There was a gate beside him, and on the other side a row of very small whitewashed cottages one room high, which had been built for miners in the days when Mary Tavy had been a saint and prosperous; they were then occupied by assorted families. Brightly stumbled through and knocked at the door of the first. It was opened by a young woman nursing a baby; another was hanging to her skirts; a third sprawled under the table; there was a baby in a cradle, another wrapped upon a chair. It appeared to be a congress of babies. The place was crawling with them. It was a regular baby-warren. They had been turned out wholesale. Even Brightly felt he had come to the wrong place, as he asked the extraordinarily fertile female if she would give him a cup of tea and piece of bread for one penny.
The answer was in the negative. The woman was inclined to be hysterical, which was not surprising considering her surroundings. She was alone in the house, if she could be called alone when it was hardly possible to step across the floor for babies which were lying about like bees under a lime-tree. Brightly was known as a vagabond. He looked quite the sort of man who would murder her and all the children. She told him to go away, and when he did not move, because he had not heard, she began to scream.

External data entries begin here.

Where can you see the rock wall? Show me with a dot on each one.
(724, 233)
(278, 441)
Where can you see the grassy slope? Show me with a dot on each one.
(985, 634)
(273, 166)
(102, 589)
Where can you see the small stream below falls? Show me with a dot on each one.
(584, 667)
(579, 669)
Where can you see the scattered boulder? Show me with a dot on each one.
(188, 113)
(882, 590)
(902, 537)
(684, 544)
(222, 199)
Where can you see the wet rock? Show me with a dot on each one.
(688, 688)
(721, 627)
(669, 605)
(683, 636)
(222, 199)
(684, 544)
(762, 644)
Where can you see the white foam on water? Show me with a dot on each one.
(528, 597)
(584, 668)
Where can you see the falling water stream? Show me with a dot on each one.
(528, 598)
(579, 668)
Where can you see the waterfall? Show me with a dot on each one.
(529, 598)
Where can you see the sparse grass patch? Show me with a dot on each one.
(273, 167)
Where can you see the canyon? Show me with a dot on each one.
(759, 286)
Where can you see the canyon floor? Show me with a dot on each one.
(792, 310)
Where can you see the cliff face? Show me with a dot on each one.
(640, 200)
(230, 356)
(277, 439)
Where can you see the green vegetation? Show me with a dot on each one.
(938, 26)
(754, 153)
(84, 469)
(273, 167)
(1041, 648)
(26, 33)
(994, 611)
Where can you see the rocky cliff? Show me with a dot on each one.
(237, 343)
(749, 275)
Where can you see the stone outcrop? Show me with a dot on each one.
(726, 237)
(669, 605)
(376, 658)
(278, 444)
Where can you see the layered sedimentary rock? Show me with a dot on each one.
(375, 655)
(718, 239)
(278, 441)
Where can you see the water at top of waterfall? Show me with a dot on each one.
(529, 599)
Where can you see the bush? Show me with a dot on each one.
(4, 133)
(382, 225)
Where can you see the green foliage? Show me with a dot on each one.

"I'll send for policeman if ye don't go. You'm a bad man. Us knows ye. Coming here to scare me, just as I be going to have a baby tu. 'Twill be cross-eyed, poor dear, wi' yew overlooking me. Get along wi' yew, or I'll call neighbours."
Brightly begged her pardon in his soft voice and went. He knew it was no use trying the other cottages. The woman with the army of children would only follow from door to door, and describe how he had insulted her. He made his way to the top of the village and sat upon the hedge. Ju crouched beside him and licked his boots. It was a fine evening, only they were too hungry to appreciate it properly.
"Us mun get food, or us wun't tramp far in the morning," said Brightly. "This wind du seem to mak' a stomach feel cruel empty."
"Makes a dog's stomach empty too, father," said the eloquent tail of Ju.
"Us will go to the shop, and get what us can for a penny. Mun keep one penny for to-morrow," said Brightly.